In the case of migrant women, gender-based violence also played a role in the decision. The group talked to a 36-year-old woman from Honduras whose husband raped their two daughters. The woman came to the border with one of her daughters, but they were both expelled to Juarez under the Title 42 public health rule. The woman then successfully sent her daughter to the U.S. as an unaccompanied minor. But the woman found herself kidnapped, held for ransom in a safe house for 12 days and sexually assaulted, the organization reported.

Tina, a 22-year-old woman from Honduras, fled after being stalked by a street gang member. In Mexico, she found herself beaten up by a local man who became her domestic partner. She came to Juarez only to find the U.S. border closed to asylum-seekers, per the report.

Neither woman found relief in her country’s judicial or social welfare system — either because of indolence or complicity — which is another push factor of unauthorized migration into the United States.

HBI staff members also interviewed displaced Mexicans who shed light on just how much the cartels control certain areas of Mexico. Some were farmers and small business owners who were forced to regularly relinquish a portion of their earnings – the so-called protection money – even when the COVID-19 pandemic struck and few people came out of their homes.

“Nearly 70 percent of our interviewees were extorted or threatened by a criminal organization or gang. Despite having few resources to hand over, the gangs pursued them with an incredible degree of persistence and violence,” the report said.

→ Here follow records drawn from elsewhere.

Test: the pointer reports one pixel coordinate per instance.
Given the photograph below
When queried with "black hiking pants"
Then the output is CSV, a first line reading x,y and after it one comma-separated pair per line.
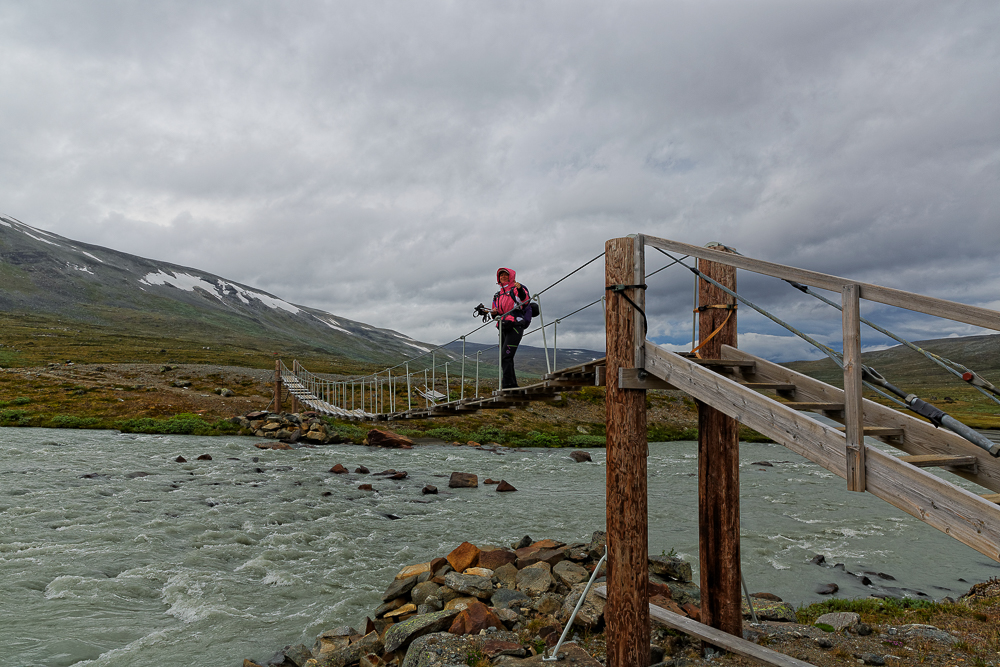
x,y
510,337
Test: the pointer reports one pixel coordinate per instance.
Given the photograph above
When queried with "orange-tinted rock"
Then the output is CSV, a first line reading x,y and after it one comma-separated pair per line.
x,y
464,556
475,618
493,559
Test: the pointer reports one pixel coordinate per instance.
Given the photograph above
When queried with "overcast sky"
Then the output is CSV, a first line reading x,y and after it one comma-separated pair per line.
x,y
381,160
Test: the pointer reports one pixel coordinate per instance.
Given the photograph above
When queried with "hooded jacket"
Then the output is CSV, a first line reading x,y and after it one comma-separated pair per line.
x,y
510,298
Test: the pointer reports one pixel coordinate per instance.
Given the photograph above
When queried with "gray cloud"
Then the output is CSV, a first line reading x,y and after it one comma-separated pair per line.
x,y
380,160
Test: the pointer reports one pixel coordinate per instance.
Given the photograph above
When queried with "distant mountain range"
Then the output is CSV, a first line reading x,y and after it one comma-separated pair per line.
x,y
44,274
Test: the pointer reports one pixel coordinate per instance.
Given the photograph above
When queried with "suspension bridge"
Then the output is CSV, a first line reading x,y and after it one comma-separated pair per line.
x,y
731,387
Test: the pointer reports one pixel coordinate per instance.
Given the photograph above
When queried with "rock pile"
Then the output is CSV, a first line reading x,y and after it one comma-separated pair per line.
x,y
504,604
287,428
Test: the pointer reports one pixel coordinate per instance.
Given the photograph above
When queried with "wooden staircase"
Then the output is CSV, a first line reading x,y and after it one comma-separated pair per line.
x,y
733,385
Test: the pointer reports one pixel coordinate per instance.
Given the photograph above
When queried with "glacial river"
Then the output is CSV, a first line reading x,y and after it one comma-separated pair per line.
x,y
209,562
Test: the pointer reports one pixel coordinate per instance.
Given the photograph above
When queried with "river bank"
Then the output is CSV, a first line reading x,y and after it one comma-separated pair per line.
x,y
515,605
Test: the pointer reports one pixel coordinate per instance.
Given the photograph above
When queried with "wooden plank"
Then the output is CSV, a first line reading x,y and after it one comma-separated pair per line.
x,y
627,615
939,460
952,510
820,406
764,386
853,408
959,312
920,437
708,634
718,464
635,378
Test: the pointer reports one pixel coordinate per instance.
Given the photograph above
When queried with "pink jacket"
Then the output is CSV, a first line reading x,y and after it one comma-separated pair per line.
x,y
510,297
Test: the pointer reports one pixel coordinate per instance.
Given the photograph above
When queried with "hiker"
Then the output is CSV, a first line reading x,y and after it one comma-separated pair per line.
x,y
511,306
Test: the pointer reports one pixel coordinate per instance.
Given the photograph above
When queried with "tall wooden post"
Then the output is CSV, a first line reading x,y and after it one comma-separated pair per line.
x,y
277,385
853,401
627,612
718,467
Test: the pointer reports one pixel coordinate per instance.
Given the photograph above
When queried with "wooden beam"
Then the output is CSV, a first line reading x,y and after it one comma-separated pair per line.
x,y
853,411
627,615
952,510
635,378
718,464
706,633
939,460
958,312
920,437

Both the Trump and Biden administration have resorted to third countries like Mexico and Guatemala to help stem migration to the U.S. But some lawmen in those countries would rather extort migrants than detain them. HOPE sees the outsourcing of immigration enforcement to Mexico as a major contributor to the violence and human rights violations that occur along the migrant journey, so they don’t advocate continuing such a practice.

The HBI report includes the account of a Colombian couple who allegedly was extorted twice during a bus ride to the border by Mexican security forces.

Having established the root causes of the migration – at least when talking about the group stuck in Juarez – Hope Border Institute is urging the Biden administration to “dramatically expand” legal migration from Latin America to satisfy both the need of American employers for labor and that of the migrants to find jobs.

The group also wants Biden to fully restore asylum at the border as well as other legal pathways like work and family reunification visas to be expanded.

“We have an obligation to assist in addressing causes like climate change that we are directly responsible for. Also, recognize there is a great demand for immigration,” Hollandbyrd said. “There’s a need for exchange of people, exchange for workers, reunification of families and the demand is not proportional to the supply of legal pathways like visas and other ways for people to migrate.”

She talked about a Marshall Plan-like effort the U.S. can undertake in Latin America. That refers to massive aid the U.S. sent to Europe after World War II.